Members across the area are tech-savvy and enjoy utilizing social media, said Elder Rasband.

“The people were thirsty and anxious to interact with us,” he added. “We were able to project ourselves in a live manner to these three different audiences. It was an amazing experience.”

The live broadcasts were interactive, allowing members from across the area to ask questions of the General Authorities and local participants. In each meeting, they counseled together and discussed ways that members can find happiness, serve one another and, most importantly, strengthen their relationship with the Savior.

Elder Rasband often reminded the members that their best days are ahead.

In the Paraguayan capital of Asuncion, for example, he referenced President Ezra Taft Benson’s 1979 dedicatory prayer of Paraguay. President Benson prophesied that “hundreds of thousands” would join the Church in Paraguay. That has not yet happened — so the Paraguayan members remain active participants in the fulfillment of that prophecy. That vision is still being fulfilled. They can realize President Benson's prophecy by living the commandments and sharing the gospel with others.

Increasing faith across the area

In Buenos Aires, Elder Rasband presided over the annual review of the South America South Area.

He and Elder Christensen focused on the Area Plan designed to help Latter-day Saints draw closer to their Heavenly Father and Jesus Christ. Every member in the area has a copy of the plan that focuses on three action items: First, emphasizing family history work and temple worship. Second, becoming spiritually and temporally self-reliant. And third, finding joy in keeping the Sabbath Day holy.

Following a Nov. 16 devotional for area Church employees, the Brethren and the Area Presidency visited the Parque Tres de Febrero & Bonpland in Buenos Aires where, on Christmas Day in 1925, Elder Melvin J. Ballard of the Quorum of the Twelve Apostles dedicated all of South America for the preaching of the gospel. A plaque near the temple grounds commemorates Elder Ballard’s dedicatory prayer and the beginnings of the Church in South America. Since that time, each country has been dedicated. The last one, Argentina, was dedicated by Elder Ballard’s grandson, Elder M. Russell Ballard of the Quorum of the Twelve Apostles, on Feb. 21, 2014.

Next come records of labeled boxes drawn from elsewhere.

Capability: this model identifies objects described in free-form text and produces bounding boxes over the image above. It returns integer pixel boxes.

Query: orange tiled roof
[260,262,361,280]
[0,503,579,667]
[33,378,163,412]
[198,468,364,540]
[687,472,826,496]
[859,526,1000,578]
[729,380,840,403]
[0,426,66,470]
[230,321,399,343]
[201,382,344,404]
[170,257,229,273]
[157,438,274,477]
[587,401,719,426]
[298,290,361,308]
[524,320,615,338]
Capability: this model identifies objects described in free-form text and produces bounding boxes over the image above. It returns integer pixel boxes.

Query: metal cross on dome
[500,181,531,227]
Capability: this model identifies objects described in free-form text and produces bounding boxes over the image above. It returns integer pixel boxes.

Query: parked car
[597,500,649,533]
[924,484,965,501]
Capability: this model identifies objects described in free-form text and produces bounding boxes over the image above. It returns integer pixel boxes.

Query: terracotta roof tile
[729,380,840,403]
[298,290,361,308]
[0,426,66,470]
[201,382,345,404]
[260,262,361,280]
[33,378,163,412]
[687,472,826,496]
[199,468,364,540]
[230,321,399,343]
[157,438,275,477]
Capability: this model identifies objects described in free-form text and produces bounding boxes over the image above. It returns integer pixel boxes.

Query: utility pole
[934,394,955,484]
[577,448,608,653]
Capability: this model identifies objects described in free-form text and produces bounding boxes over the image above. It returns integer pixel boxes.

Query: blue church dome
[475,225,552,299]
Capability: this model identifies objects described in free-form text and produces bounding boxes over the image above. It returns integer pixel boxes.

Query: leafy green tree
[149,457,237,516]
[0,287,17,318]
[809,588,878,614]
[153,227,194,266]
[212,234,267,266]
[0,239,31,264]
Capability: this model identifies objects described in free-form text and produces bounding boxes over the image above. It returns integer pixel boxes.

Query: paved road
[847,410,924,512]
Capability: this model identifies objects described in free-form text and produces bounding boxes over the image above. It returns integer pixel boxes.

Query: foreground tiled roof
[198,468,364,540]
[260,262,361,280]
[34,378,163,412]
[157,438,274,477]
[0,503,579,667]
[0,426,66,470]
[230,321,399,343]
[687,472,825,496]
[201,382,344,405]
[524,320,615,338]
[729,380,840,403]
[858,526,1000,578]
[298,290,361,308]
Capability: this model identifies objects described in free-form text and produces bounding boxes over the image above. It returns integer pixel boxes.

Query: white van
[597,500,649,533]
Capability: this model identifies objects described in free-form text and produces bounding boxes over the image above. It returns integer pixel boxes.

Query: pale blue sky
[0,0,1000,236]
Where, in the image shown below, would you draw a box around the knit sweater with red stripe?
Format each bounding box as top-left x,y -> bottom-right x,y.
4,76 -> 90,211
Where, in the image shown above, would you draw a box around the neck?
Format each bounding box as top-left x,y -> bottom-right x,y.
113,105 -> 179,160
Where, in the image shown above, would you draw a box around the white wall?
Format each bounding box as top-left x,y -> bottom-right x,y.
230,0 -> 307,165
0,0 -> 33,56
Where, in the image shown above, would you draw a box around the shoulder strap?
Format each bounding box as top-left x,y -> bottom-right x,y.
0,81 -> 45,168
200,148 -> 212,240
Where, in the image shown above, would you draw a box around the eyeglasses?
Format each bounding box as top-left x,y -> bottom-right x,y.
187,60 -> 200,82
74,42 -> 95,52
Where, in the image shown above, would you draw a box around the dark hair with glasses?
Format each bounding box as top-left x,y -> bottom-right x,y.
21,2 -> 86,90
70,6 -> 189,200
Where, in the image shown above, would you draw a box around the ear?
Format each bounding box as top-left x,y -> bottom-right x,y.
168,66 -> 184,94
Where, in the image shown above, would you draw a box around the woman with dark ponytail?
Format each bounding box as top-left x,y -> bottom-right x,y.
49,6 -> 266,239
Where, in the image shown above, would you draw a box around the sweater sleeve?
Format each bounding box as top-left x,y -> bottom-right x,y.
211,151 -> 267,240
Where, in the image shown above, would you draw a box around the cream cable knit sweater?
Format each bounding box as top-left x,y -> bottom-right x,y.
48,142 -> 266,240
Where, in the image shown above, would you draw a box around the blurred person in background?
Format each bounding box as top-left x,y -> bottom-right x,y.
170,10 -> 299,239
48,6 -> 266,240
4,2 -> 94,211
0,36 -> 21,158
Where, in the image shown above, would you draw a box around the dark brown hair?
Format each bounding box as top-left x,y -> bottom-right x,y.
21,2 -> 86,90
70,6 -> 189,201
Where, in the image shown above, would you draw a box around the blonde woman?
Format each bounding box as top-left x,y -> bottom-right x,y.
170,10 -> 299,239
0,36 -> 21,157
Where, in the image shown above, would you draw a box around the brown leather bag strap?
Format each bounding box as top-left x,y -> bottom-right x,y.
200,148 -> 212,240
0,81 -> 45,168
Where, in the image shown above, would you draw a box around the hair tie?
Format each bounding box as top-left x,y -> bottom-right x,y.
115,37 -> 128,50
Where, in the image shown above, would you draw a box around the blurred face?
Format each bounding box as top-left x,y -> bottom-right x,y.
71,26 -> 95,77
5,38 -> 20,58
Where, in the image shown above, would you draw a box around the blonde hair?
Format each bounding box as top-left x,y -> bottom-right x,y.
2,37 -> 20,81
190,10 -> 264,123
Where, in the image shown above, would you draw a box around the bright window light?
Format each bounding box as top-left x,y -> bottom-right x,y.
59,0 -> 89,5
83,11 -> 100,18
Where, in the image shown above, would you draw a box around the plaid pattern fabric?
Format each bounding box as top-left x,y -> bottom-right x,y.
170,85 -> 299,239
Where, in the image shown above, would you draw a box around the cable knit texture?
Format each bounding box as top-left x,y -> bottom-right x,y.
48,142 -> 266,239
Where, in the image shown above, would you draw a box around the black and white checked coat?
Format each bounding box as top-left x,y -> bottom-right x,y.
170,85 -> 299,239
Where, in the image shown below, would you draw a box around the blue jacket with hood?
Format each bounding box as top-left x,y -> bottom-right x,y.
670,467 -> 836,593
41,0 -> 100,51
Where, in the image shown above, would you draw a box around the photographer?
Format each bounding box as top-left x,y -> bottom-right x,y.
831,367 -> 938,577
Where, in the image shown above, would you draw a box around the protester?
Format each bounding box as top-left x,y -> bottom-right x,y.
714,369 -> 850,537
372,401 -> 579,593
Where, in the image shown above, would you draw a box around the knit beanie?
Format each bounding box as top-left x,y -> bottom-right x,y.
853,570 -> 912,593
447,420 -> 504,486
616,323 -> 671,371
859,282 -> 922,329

Elder Rasband and Elder Christensen observed several “relics” from that memorable day in 1925 — including the glass cups used in a sacrament service held that day.

Building friendships

Elder Rasband and Elder Christensen had opportunities to visit with key civic and religious leaders across the region.

Highlights included meetings with Uruguayan Vice President Raul F. Sendic; Paraguayan Senator Emilia Alfaro and her husband, former Paraguayan president Federico Franco; Asuncion Archbishop Edmundo Valenzuela; and Argentina’s Foreign Minister Susana Malcorra.

Each visit was marked by warmth and signaled the Church’s long-established friendships in South America. Such meetings also helped build understanding of how the Church operates throughout the world. In the visit with Foreign Minister Malcorra, for example, Elder Rasband spoke about the key role of the Relief Society.

“She wanted to know all about the Relief Society. We told her it was the largest women’s organization in the world and that it was currently focusing on the refugee issue.”

Elder Rasband’s keynote address at a Nov. 9 inter-religious symposium, in Buenos Aires, advocated religious liberties, tolerance and the fundamental right of freedom of conscience. The speech was “well received” and enjoyed positive press coverage.